The porcupine strategy (sometimes called "asymmetric defense" or the "hedgehog" approach) is a deterrence-by-denial posture adopted by smaller or weaker states facing a much larger potential aggressor. Rather than trying to match the adversary tank-for-tank or ship-for-ship, the defender invests in large quantities of cheap, mobile, lethal, and survivable systems — anti-ship missiles, man-portable air defenses (MANPADS), anti-tank guided weapons, sea mines, drones, mobile coastal batteries, and a trained reserve or territorial force. The goal is not to win a conventional war outright but to raise the anticipated cost of invasion — in casualties, equipment, time, and political fallout — high enough that the adversary judges the operation not worth attempting.

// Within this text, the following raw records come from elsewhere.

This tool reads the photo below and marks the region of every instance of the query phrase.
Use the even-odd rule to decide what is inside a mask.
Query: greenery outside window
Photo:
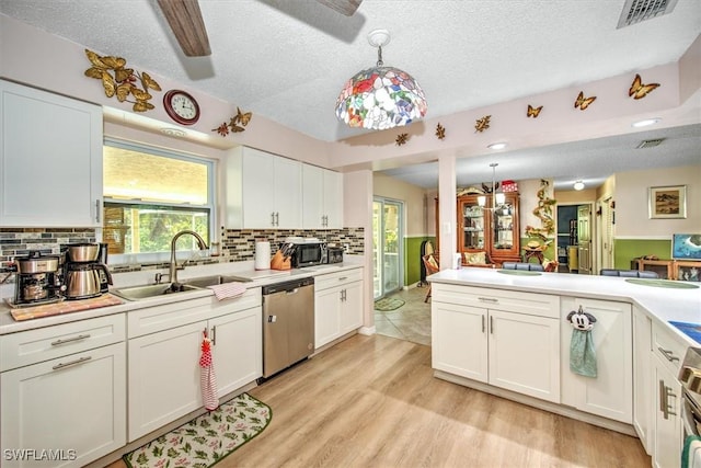
[[[211,241],[214,162],[117,140],[103,147],[103,241],[110,263],[169,260],[173,236],[194,230]],[[179,251],[197,250],[192,236]],[[180,255],[183,256],[183,255]]]

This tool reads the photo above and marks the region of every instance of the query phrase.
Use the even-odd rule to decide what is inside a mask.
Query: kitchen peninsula
[[[436,377],[637,435],[656,466],[678,465],[677,376],[699,343],[670,321],[701,322],[696,284],[479,267],[427,279]],[[596,319],[594,377],[572,367],[579,310]]]

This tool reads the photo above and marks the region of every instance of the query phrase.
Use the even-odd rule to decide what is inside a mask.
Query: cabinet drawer
[[[343,272],[327,273],[314,276],[314,290],[329,289],[342,284],[363,279],[363,269],[345,270]]]
[[[261,288],[246,289],[241,296],[218,300],[215,296],[183,300],[133,310],[127,313],[129,339],[181,327],[200,320],[208,320],[225,313],[250,309],[263,301]]]
[[[124,313],[0,336],[0,370],[124,341]]]
[[[553,319],[560,317],[560,297],[544,294],[434,283],[432,297],[432,300],[440,303],[461,304]]]
[[[687,346],[679,339],[665,330],[664,326],[653,322],[653,354],[657,355],[675,376],[679,375],[686,352]]]

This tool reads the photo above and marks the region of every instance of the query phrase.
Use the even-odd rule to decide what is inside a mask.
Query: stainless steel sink
[[[202,290],[202,287],[181,284],[176,288],[173,288],[170,284],[149,284],[146,286],[129,286],[120,287],[118,289],[110,289],[110,293],[127,300],[141,300],[151,297],[164,296],[166,294],[182,294],[193,290]]]
[[[110,293],[115,296],[119,296],[123,299],[127,300],[142,300],[149,299],[151,297],[159,297],[166,294],[183,294],[189,293],[194,290],[202,290],[207,286],[214,286],[217,284],[232,283],[232,282],[241,282],[248,283],[251,279],[242,276],[231,276],[231,275],[215,275],[215,276],[202,276],[192,279],[185,279],[183,283],[179,284],[177,287],[173,287],[171,284],[149,284],[145,286],[129,286],[129,287],[120,287],[117,289],[110,289]]]
[[[187,286],[207,287],[207,286],[215,286],[218,284],[234,283],[234,282],[249,283],[251,282],[251,279],[242,276],[215,275],[215,276],[203,276],[198,278],[185,279],[183,283]]]

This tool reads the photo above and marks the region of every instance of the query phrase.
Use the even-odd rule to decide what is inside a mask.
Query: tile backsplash
[[[331,244],[347,246],[350,254],[364,254],[364,229],[343,228],[323,230],[302,229],[226,229],[220,232],[221,255],[206,258],[194,263],[242,262],[253,260],[256,241],[269,241],[273,253],[277,246],[289,236],[315,237]],[[32,250],[43,254],[59,254],[61,247],[68,243],[95,242],[95,229],[82,228],[0,228],[0,274],[15,256],[26,255]],[[110,264],[113,272],[153,270],[168,267],[166,262],[118,265]],[[0,276],[0,282],[4,276]]]

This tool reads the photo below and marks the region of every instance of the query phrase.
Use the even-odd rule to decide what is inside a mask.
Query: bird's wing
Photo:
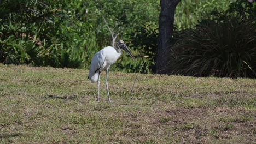
[[[91,79],[91,77],[96,73],[100,70],[100,69],[105,62],[105,59],[106,56],[102,50],[98,51],[94,55],[91,60],[91,67],[90,67],[89,75],[90,79]]]

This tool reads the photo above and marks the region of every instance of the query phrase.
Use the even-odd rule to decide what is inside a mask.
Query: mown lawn
[[[0,143],[255,143],[256,79],[0,65]]]

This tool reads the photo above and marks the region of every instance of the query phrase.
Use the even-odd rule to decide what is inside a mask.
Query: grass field
[[[0,143],[255,143],[256,79],[0,65]]]

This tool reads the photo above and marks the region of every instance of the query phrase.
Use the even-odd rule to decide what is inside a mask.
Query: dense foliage
[[[239,1],[212,13],[194,28],[178,32],[170,74],[196,76],[256,76],[255,5]]]

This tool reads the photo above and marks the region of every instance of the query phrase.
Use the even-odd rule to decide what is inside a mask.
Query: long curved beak
[[[135,57],[133,56],[132,53],[131,52],[129,49],[128,49],[128,47],[127,47],[127,46],[125,44],[124,44],[124,46],[123,47],[124,50],[125,50],[127,53],[128,53],[128,54],[129,54],[130,56],[131,56],[131,57],[132,58],[132,59],[134,60],[135,59]]]

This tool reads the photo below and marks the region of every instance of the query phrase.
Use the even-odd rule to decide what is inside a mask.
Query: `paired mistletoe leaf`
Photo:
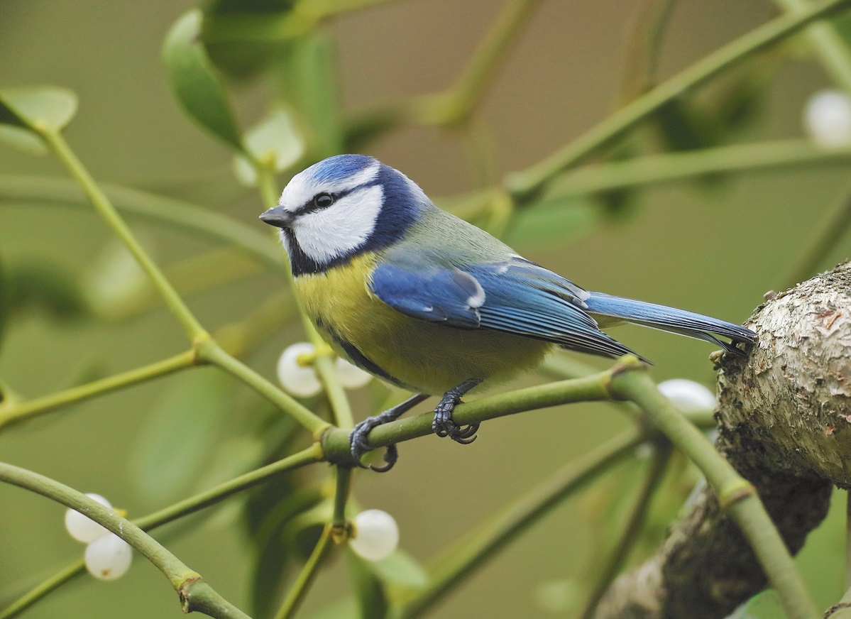
[[[319,32],[298,39],[279,67],[282,93],[308,132],[311,158],[318,160],[342,152],[345,132],[331,40]]]
[[[428,574],[414,557],[397,548],[385,559],[372,562],[375,574],[388,586],[422,589],[428,586]]]
[[[388,615],[390,605],[384,590],[384,583],[375,573],[374,565],[349,550],[349,571],[355,588],[355,598],[362,617],[384,619]]]
[[[245,148],[254,159],[270,163],[281,172],[297,162],[305,152],[305,143],[296,133],[286,110],[274,110],[245,135]],[[248,186],[257,184],[257,172],[248,158],[234,155],[233,169],[237,179]]]
[[[137,431],[131,467],[151,501],[184,496],[205,473],[232,410],[232,385],[212,368],[173,379]]]
[[[591,234],[602,221],[599,208],[587,198],[548,198],[514,216],[507,242],[518,250],[566,247]]]
[[[256,77],[286,54],[300,21],[295,0],[211,0],[202,37],[216,67],[236,80]],[[290,25],[291,26],[288,26]],[[304,28],[301,28],[303,30]]]
[[[77,95],[58,86],[0,89],[0,141],[33,155],[47,146],[42,129],[62,130],[77,112]]]
[[[202,127],[237,151],[243,140],[222,80],[201,42],[202,13],[194,9],[166,36],[163,60],[174,96]]]

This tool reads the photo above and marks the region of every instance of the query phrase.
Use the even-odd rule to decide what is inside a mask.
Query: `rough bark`
[[[717,447],[757,487],[790,550],[851,487],[851,262],[757,308],[758,340],[718,375]],[[722,619],[765,587],[735,524],[704,490],[656,553],[618,578],[597,619]]]

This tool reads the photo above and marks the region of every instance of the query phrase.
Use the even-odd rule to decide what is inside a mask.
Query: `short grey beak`
[[[260,220],[270,226],[279,228],[288,228],[293,223],[293,214],[283,206],[276,206],[260,215]]]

The concept has become especially prominent in discussions of Taiwan's defense posture against the People's Republic of China. US analysts, including former officials such as those associated with the 2021 "Overall Defense Concept" debates, have urged Taipei to shift spending away from prestige platforms (large surface combatants, fighter jets) toward distributed, asymmetric capabilities. Similar logic shapes thinking about Baltic state defense within NATO, and was widely invoked to explain Ukrainian resistance after Russia's February 2022 invasion, where Javelin and NLAW anti-tank weapons, Stinger MANPADS, and Bayraktar TB2 drones blunted initial Russian armored columns.
Key features typically include:
- Mass over prestige: many small systems rather than few large platforms.

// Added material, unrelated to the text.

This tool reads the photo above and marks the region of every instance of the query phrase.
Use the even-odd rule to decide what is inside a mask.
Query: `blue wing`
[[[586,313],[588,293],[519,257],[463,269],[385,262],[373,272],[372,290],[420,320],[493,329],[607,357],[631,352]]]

- Distribution and concealment: forces dispersed to survive a first strike.
- Civil-military integration: territorial defense forces, reservists, and a population trained for resistance.
- Layered denial: coastal, air, and ground denial that compounds attacker losses.
Critics note the strategy concedes the initiative, may not deter coercion short of invasion (blockades, gray-zone pressure), and depends on resupply from external partners — a vulnerability if sea or air lines are cut.
Example
Following Russia's 2022 invasion, commentators frequently described Ukraine's reliance on Javelins, Stingers, and TB2 drones to halt armored advances near Kyiv as a textbook porcupine strategy.
Frequently asked questions
Taiwan is the most cited case, with Ukraine, Finland, and the Baltic states (Estonia, Latvia, Lithuania) also frequently discussed as adopting elements of the approach.